DXLL (94.7 FM), broadcasting as 94.7 Power Radio, is a radio station owned by Rizal Memorial Colleges Broadcasting Corporation and operated by Christian Media Management, a subsidiary of Laforteza Group of Companies. The station's studio and transmitter are located along Broadcast Ave., Shrine Hills, Matina, Davao City.

History
The station was established in 1995 as Mellow Touch 94.7 under the ownership of FBS Radio Network. The station closed in late 2006 due to poor management that led to bankruptcy. In June 2007, the station was re-opened under new management of J-TvR Tri-Media Services. It only managed DXLL for only a year due to conflict with lease contract. FBS took back the station and re-leased it to JKZ Adz Services in June 2008. Since that time, Ateneo de Davao University airs a weekday morning block called Blue Knights FM.

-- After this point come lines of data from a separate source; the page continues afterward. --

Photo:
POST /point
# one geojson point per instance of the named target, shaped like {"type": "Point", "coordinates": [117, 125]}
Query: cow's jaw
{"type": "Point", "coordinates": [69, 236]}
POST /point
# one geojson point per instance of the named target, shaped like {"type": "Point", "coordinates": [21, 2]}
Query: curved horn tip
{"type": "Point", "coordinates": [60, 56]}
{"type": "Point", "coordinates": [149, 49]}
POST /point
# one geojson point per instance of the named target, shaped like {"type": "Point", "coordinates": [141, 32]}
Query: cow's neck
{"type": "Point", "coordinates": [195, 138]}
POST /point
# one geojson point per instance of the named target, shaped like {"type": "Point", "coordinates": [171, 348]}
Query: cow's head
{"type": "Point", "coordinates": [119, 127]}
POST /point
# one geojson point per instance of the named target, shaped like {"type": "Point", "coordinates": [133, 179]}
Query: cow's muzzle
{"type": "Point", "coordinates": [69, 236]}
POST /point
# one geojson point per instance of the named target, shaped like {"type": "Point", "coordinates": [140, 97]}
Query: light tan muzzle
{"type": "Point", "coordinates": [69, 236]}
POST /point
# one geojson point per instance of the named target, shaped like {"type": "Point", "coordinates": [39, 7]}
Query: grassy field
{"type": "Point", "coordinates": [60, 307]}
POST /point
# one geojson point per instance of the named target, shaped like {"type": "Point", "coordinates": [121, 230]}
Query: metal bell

In January 2010, FBS took over the management of DXLL after another event of conflicts with its blocktime partner. It relocated to Midland Village in Ma-a. The station maintained the format of easy listen music and added some talk programs to gain more listeners.

In May 2014, RMC Broadcasting acquired the station and rebranded it as 94.7 One Radio with a news and music format. It transferred its studios to Door 1C, Anda Corporate Center along F. Inigo St. On December 2, the station, along with DXRA and most of Radyo ni Juan stations, went off the air due to financial problems.

By the end of January 2021, the station went back on air, this time as 94.7 Power Radio. It relocated to its transmitter site in Shrine Hills.